オオシマザクラの実の、艶やかな赤色に感動したり、

奥様が昔、ハチジョウイタドリの若葉を食べた記憶を語ってくださったり。

❤️

コケにも興味を持たれていたので、足元の黄色いコケを覗き込んでみました。
すると…

若葉を開く直前の状態のものが、「モンブラン(ケーキの)みたい」との感想が!

ものすご〜く共感しました(笑)

ツアー中、お客様がしきりに感動されていたのは、丸くて立派なサルトリイバラの実でした。

「こんなにたくさんのサルトリイバラは、今まで見たことがない」とおっしゃっていました。

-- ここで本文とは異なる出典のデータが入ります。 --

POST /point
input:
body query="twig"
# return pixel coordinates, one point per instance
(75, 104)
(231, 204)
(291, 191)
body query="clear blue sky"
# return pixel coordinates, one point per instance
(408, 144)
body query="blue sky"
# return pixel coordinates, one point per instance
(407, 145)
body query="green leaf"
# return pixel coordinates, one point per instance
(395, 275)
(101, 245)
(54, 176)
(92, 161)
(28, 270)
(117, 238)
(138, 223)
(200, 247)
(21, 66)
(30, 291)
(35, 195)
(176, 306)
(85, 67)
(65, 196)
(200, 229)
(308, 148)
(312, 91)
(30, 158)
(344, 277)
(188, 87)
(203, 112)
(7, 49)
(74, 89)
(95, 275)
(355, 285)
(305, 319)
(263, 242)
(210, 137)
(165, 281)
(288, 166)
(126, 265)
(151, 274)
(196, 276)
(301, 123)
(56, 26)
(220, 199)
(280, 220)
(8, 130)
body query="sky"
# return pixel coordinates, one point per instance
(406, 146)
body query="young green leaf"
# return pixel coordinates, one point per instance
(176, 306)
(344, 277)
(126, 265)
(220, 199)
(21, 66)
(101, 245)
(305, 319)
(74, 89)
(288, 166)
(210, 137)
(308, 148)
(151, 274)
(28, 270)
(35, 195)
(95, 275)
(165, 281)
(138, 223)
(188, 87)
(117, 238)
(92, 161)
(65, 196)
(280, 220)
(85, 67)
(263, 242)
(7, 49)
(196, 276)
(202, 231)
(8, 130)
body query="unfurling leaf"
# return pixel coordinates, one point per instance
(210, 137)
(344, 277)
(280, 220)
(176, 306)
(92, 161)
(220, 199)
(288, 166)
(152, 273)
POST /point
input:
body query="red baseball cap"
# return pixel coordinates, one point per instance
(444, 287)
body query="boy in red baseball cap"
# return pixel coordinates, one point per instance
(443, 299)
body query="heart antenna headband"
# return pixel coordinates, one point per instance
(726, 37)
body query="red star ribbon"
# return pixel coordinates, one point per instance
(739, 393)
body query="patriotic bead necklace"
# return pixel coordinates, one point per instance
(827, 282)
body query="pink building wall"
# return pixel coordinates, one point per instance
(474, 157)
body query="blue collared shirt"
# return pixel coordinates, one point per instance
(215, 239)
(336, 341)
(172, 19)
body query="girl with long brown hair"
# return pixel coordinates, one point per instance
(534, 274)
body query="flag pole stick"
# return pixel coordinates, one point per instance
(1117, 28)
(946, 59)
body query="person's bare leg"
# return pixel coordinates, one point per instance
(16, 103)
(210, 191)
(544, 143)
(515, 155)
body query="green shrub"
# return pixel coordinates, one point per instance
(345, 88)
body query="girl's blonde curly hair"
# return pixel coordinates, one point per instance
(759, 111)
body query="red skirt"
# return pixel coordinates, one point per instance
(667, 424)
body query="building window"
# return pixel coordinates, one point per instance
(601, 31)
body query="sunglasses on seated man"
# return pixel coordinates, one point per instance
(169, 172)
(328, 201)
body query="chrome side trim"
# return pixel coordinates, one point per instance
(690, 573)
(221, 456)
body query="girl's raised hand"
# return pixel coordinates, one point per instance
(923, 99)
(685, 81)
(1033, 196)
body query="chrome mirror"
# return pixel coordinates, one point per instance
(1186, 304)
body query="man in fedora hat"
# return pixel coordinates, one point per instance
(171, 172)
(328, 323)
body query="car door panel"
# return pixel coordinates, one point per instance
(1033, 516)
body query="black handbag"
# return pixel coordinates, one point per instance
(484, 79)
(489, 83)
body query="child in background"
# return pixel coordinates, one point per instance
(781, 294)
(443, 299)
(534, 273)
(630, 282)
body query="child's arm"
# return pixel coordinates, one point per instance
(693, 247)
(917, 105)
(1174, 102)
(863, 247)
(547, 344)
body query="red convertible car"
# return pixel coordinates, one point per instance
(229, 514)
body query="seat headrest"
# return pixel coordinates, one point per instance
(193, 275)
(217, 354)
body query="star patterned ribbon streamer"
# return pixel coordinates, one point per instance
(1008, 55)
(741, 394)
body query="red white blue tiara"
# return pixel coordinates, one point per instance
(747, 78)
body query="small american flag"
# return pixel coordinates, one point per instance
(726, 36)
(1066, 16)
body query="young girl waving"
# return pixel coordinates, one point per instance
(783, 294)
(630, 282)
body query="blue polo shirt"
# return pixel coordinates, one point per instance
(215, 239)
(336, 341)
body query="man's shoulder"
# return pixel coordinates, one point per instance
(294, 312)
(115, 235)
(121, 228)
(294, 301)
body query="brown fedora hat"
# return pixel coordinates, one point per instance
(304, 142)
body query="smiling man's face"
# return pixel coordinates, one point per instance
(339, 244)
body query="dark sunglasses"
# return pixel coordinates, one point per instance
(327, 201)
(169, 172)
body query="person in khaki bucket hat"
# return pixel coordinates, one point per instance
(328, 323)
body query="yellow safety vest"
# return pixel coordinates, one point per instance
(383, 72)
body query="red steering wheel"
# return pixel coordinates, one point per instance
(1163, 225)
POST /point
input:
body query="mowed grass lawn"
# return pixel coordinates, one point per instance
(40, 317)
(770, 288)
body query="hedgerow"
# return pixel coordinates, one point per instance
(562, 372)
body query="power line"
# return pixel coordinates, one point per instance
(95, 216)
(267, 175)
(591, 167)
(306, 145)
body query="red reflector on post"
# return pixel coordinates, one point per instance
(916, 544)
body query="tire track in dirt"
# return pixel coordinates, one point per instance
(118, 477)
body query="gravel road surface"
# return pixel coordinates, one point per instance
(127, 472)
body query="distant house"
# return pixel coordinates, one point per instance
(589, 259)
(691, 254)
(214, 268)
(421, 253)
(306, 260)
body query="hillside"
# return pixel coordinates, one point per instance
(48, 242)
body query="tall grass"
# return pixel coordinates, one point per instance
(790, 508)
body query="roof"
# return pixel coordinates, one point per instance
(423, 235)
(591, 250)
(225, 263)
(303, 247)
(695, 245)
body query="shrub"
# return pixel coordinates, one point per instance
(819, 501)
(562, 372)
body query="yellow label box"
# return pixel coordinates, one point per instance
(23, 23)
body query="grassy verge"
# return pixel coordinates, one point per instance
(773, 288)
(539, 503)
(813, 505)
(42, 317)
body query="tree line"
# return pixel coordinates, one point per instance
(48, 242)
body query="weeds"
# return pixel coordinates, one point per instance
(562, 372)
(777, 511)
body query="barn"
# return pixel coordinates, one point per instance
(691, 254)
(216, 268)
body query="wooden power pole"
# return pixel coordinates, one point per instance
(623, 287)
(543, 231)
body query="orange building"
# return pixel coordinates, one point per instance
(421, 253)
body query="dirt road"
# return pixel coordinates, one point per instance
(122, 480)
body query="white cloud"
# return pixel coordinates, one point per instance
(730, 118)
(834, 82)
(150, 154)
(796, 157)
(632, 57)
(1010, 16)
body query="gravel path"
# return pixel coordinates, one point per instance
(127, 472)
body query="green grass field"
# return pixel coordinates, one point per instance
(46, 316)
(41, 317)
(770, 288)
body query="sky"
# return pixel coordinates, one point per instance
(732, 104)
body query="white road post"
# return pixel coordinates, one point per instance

お客様は世界中を旅されている方々だったので、「そうか〜。他にあまりない風景なのか!」と、見慣れた景色の貴重さに気づき、嬉しい気持ちになりました😌

ほかにも、葉っぱの中にすっぽり収まったカタツムリや、

卵を抱えて歩いていたコモリグモなど(いつも見るウズキコモリグとは少し違って見えました)

ひとつひとつ丁寧に観察しては感動されていました。

裏砂漠では、ハチジョウイタドリの根から再生した若葉(左)と、タネから再生した若葉(右の小さいの)を見比べ

大地に寝転がって「地球をおんぶしてる」という素敵な表現で、感想を語ってくれました。

「素敵な感性だなぁ」と感動しました。

最後の大発見は、道をヨタヨタ横断中だったミノムシです。

「ミノムシが歩いてるのを見たのは初めて!」と盛り上がりました。

踏まれてしまいそうだったので、救出するかどうかを話し合い、近くの葉に移動させようと持ち上げると、小石が一緒についてきました!! 「足で支えているの?」、「いや、体につけた葉の一部では?」と、さらに盛り上がり…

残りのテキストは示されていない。